A so-called protest camp in the nearby Twaddell area, where loyalists have staged weekly parades which have cost in excess of £20 million to police, is also being dismantled.

In return, Cara did not request Parades Commission permission for a protest.

The lodges have agreed not to apply for any more return parades on the Twelfth until a wider agreement on the issue is reached. Cara will not protest at the lodges' already-permitted outward parade on the morning of the Twelfth.

A local community forum including representatives of Cara, which has been supported by Sinn Fein, and the loyal orders, will also be convened with the aim of improving community relations in the area.

The historic deal was endorsed by local politicians as well as the British and Irish Governments, and church and community leaders.

Spencer Beattie, Orange Order County Grand Master said there was a sense of "relief".

He said: "The agreement reached did not come easy, but it is founded on mutual tolerance and respect.

"Going forward, we trust this positive atmosphere will prevail regarding future parades in north Belfast, including future return parades along the Crumlin Road."

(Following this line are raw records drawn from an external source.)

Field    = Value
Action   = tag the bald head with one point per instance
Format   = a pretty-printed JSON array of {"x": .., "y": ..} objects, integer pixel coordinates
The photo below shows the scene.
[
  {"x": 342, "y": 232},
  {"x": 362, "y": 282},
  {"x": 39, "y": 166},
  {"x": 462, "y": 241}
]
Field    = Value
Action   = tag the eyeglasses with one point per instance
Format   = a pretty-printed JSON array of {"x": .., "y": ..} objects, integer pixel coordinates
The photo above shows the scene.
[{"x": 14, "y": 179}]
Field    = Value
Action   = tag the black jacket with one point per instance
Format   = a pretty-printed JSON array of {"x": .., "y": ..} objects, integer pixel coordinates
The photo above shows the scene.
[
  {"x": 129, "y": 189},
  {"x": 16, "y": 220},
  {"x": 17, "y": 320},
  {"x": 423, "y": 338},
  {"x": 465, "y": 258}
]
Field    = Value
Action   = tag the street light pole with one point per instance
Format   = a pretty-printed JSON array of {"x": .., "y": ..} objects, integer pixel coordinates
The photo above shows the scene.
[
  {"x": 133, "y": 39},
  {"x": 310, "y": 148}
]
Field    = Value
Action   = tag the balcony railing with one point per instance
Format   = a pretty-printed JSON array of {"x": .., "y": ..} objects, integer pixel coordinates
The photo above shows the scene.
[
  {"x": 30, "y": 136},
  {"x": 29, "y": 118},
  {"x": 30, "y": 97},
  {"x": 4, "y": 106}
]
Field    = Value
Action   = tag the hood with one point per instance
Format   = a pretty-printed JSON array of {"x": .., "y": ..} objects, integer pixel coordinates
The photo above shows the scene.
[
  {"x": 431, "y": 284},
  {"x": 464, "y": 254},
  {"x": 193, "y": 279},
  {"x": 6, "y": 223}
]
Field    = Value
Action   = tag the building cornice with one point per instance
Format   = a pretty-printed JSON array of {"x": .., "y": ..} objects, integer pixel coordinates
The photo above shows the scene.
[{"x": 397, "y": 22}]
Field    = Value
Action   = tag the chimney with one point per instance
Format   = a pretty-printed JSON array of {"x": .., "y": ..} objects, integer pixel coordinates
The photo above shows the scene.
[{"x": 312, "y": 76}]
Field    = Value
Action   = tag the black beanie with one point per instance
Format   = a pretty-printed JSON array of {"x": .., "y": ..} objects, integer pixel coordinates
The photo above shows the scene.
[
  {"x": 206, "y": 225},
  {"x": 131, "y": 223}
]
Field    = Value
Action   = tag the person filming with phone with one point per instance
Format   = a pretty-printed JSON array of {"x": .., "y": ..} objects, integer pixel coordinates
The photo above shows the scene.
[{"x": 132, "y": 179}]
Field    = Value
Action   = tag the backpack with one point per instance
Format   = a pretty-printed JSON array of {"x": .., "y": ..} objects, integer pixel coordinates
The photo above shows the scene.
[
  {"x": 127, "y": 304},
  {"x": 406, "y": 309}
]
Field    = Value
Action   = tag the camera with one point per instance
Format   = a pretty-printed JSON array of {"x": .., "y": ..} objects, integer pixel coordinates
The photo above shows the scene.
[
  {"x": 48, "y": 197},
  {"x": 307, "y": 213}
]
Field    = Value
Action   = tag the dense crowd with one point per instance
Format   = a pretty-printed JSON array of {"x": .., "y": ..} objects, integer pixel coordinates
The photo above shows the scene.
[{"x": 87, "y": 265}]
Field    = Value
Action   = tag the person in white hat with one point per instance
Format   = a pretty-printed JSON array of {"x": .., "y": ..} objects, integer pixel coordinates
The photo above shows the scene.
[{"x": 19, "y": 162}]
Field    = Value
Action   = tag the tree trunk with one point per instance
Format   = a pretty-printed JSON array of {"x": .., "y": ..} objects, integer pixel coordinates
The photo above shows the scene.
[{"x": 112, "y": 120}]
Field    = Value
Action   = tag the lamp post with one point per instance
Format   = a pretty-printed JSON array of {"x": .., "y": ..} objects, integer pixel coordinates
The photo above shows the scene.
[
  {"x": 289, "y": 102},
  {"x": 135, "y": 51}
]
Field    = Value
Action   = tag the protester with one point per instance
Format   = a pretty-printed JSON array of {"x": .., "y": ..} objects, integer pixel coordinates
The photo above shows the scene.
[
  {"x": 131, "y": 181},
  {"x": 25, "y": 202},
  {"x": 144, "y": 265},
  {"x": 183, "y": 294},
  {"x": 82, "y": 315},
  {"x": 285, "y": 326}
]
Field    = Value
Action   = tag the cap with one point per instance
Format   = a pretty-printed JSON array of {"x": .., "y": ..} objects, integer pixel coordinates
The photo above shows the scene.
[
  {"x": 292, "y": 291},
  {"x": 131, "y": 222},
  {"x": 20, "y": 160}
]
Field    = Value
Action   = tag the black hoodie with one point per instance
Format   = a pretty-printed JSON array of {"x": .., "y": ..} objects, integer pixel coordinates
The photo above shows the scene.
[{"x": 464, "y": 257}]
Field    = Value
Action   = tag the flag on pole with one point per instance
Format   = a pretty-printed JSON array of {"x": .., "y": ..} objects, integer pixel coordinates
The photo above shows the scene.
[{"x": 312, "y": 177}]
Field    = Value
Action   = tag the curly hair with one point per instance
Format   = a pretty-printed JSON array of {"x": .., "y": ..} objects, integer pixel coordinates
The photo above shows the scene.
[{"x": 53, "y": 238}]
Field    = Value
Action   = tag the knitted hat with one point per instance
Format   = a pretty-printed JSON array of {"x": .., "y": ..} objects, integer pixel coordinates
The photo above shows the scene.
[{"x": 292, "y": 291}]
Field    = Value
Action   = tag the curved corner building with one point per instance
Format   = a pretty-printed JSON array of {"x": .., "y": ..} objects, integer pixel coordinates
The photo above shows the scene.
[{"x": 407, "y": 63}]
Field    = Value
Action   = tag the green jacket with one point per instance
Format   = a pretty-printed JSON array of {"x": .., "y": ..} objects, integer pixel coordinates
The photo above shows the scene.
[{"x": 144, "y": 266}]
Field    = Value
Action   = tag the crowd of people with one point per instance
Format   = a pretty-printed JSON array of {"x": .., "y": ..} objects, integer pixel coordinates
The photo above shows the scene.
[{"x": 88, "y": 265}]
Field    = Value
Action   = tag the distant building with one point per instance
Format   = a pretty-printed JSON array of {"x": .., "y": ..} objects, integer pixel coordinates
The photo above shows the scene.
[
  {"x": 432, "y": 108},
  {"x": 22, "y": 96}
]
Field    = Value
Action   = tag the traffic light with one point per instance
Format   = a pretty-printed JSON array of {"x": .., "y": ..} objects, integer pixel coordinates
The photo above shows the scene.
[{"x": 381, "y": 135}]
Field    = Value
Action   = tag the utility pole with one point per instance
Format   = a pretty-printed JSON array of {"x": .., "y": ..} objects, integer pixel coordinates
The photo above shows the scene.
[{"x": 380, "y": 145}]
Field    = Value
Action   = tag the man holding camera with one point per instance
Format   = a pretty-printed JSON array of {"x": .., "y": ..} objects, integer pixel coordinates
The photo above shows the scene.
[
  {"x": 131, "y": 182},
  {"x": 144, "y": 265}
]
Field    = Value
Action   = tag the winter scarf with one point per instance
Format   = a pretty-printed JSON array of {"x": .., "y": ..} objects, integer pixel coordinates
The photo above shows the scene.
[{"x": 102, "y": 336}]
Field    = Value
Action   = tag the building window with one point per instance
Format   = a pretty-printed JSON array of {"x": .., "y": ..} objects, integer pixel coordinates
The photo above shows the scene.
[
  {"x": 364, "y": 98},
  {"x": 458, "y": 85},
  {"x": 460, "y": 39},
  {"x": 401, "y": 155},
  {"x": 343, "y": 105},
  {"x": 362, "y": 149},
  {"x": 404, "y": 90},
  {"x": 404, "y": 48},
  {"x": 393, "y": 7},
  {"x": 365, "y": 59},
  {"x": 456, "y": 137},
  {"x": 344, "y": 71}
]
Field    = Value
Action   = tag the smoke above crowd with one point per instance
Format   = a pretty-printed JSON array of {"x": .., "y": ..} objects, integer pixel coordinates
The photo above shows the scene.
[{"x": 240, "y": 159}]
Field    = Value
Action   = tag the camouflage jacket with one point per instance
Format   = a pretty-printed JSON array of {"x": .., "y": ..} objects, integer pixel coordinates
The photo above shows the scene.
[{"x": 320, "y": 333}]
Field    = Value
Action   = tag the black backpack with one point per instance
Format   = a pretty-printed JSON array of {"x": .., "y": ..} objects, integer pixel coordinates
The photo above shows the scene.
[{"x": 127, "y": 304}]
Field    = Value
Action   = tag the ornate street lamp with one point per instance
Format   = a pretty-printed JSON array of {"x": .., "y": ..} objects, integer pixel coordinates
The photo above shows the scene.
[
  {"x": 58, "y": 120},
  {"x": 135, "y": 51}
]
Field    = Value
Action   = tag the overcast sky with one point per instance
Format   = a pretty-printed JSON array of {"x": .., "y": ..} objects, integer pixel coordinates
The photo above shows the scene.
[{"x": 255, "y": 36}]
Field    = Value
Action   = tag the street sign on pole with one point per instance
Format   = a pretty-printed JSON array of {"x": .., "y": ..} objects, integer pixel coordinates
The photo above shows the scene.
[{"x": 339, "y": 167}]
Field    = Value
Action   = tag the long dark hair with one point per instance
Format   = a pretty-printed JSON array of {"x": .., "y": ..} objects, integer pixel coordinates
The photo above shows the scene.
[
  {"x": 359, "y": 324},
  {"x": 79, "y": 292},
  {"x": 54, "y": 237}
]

Gerry Kelly, who watched the parade, welcomed the peaceful atmosphere and said it heralded a new era for the area blighted by years of rioting when sectarian tensions spilled over.

He said: "Now we have the potential to move forward. I want this to open up many more good relationships."

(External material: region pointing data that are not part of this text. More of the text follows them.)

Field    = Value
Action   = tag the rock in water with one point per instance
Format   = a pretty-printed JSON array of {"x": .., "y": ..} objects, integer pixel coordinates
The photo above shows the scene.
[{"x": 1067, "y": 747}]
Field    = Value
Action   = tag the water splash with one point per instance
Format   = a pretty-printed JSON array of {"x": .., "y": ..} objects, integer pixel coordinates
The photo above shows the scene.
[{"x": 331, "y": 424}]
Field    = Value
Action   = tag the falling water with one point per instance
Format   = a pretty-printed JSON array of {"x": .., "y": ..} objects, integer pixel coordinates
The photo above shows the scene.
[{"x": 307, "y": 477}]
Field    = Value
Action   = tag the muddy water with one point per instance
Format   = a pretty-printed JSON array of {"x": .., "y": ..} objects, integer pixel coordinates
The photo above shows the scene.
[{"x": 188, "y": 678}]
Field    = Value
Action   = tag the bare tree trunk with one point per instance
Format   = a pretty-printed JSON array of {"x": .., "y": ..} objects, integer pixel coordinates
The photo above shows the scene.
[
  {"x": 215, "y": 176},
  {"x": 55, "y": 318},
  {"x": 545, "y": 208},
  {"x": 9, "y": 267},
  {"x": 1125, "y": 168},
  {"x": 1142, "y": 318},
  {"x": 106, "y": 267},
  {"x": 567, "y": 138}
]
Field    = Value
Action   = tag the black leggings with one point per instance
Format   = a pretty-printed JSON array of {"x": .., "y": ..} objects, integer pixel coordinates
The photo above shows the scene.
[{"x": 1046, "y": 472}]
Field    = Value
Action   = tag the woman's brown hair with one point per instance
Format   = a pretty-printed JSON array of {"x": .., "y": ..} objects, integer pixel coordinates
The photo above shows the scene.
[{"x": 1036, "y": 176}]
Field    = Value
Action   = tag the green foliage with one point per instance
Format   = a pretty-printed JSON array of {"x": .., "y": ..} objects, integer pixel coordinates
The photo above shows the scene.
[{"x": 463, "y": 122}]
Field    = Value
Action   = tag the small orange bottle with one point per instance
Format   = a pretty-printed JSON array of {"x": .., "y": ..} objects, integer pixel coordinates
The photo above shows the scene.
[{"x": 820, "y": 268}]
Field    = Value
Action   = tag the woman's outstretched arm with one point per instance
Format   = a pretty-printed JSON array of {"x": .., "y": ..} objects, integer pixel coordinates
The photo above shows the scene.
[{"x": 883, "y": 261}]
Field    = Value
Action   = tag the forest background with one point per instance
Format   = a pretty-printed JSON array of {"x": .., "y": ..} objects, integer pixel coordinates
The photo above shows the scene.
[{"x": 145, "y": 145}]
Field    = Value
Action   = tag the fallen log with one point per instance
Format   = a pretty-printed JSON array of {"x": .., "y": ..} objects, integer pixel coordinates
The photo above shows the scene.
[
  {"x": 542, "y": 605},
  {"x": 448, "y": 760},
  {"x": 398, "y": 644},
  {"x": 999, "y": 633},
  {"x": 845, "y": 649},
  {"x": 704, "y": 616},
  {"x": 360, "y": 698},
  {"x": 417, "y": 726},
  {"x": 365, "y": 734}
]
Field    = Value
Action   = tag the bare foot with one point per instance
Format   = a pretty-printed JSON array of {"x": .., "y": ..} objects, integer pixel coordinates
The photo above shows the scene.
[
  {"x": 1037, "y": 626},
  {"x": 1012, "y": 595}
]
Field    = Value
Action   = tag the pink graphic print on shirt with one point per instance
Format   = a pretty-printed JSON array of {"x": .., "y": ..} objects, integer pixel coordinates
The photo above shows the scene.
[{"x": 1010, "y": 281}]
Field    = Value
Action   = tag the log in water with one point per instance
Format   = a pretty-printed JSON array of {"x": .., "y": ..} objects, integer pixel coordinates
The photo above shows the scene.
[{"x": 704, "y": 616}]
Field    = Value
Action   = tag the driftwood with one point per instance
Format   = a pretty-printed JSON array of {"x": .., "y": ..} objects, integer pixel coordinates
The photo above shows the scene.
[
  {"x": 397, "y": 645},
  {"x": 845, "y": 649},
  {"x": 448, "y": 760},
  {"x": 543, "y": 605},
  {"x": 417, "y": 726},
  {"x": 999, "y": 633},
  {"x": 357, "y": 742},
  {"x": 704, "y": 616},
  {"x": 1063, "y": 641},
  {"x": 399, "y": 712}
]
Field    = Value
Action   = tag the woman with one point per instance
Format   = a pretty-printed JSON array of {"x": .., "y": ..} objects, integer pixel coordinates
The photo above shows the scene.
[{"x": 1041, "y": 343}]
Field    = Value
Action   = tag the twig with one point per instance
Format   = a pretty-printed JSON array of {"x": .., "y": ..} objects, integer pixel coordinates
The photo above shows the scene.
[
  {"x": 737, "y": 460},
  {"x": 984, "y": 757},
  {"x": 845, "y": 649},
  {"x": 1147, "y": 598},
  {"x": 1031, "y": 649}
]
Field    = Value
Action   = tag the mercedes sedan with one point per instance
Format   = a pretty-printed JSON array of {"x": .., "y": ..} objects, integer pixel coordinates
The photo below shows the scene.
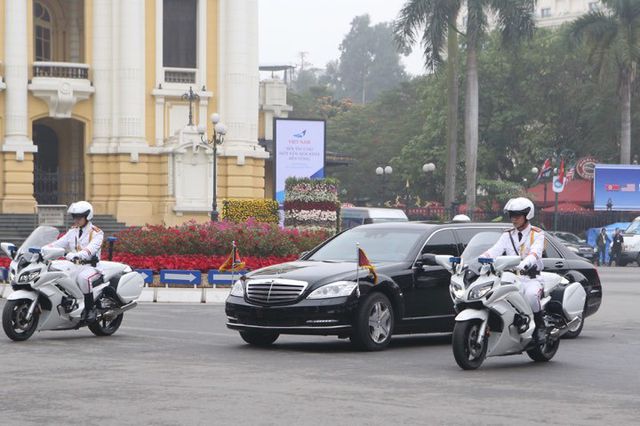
[{"x": 325, "y": 293}]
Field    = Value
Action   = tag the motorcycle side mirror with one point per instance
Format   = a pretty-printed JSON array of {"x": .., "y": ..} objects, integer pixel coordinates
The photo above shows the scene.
[
  {"x": 50, "y": 253},
  {"x": 9, "y": 249}
]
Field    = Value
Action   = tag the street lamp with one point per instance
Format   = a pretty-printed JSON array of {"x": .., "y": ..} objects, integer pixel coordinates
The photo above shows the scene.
[
  {"x": 428, "y": 169},
  {"x": 383, "y": 172},
  {"x": 219, "y": 130}
]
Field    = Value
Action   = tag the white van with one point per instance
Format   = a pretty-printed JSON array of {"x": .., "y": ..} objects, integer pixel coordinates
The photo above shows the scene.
[
  {"x": 631, "y": 245},
  {"x": 354, "y": 216}
]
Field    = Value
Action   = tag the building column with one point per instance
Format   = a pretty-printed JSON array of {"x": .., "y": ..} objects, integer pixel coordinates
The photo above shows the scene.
[
  {"x": 238, "y": 89},
  {"x": 130, "y": 75},
  {"x": 16, "y": 69}
]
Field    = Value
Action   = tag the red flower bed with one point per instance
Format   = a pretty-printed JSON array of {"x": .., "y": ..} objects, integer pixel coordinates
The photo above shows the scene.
[{"x": 193, "y": 261}]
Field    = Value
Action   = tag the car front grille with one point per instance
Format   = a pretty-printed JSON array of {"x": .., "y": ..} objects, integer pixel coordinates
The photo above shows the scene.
[{"x": 274, "y": 291}]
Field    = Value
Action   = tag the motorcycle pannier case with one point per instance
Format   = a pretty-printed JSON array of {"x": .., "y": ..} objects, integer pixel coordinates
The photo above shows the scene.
[
  {"x": 568, "y": 299},
  {"x": 130, "y": 286}
]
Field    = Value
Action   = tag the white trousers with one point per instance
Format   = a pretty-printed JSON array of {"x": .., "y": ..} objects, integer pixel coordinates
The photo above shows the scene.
[
  {"x": 85, "y": 276},
  {"x": 531, "y": 289}
]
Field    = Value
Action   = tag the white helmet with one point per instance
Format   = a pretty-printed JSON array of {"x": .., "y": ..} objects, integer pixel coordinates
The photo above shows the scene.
[
  {"x": 461, "y": 218},
  {"x": 519, "y": 206},
  {"x": 81, "y": 208}
]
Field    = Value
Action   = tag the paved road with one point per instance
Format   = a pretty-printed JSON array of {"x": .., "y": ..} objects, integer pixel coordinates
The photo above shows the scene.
[{"x": 178, "y": 364}]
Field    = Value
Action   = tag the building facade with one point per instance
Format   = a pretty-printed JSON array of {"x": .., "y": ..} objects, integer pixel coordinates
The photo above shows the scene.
[
  {"x": 553, "y": 13},
  {"x": 93, "y": 105}
]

The Sinn Fein MLA said he was confident there was enough "will on both sides" to make the new deal work.

"I think it is the dawn of a new era in this area and of course there is a knock-on effect. We will be looking to this and gaining hope for other areas," he added.

As he left the area, Mr Kelly was heckled by angry republican protesters who branded him a "traitor".

Police in riot gear blocked their path as they attempted to make contact with the veteran politician and there were minor clashes.

At one point a hot drink was thrown in the face of an officer.

GARC, which was widely blamed for orchestrating violence following previous loyal order parades, described the historic agreement as a "shady deal".

The group's protest had been limited to 60 people and confined to a specific section of Crumlin Road.

Metal barriers were put in place to ensure the Parades Commission determination was not breached.

Spokesman Dee Fennell slammed the policing operation.

He said: "We have seen hundreds of PSNI officers caging in this community in order to facilitate an unwanted sectarian parade. The vast majority of residents have rejected all sectarian parades and we have seen a heavy military operation which defeats the notion that there is widespread community support for this deal."

On Friday around 200 people attended a demonstration organised by GARC - long-time critics of Sinn Fein - aimed at highlighting opposition to Orange marches in Ardoyne.

The security bill associated with the impasse which included policing loyalist nightly parades at Twaddell is in the millions.

At its height it was estimated to cost around £1 million a week.

PSNI was also targeted a number of times by violent dissident republicans intent on murder.

Assistant Chief Constable Stephen Martin has praised the efforts of all involved in finding a resolution.

He said: "This weekend has seen a number of notified parades and protests take place in north Belfast. Thankfully, all of these passed off peacefully due to the concerted effort of a wide number of individuals.

"The impact that positive dialogue and discussion has played in this process cannot be underestimated and I congratulate all those who helped today to happen."

Church leaders have also hailed the talks process with Presbyterian Moderator Dr Frank Sellar describing the peaceful parade as a "watershed moment".

Northern Ireland Secretary James Brokenshire said the march brought a welcome end to one of the region's most difficult disputes.

He added: "It sends a strong signal that dialogue can work and provides a platform of co-operation on which all involved will be able to build."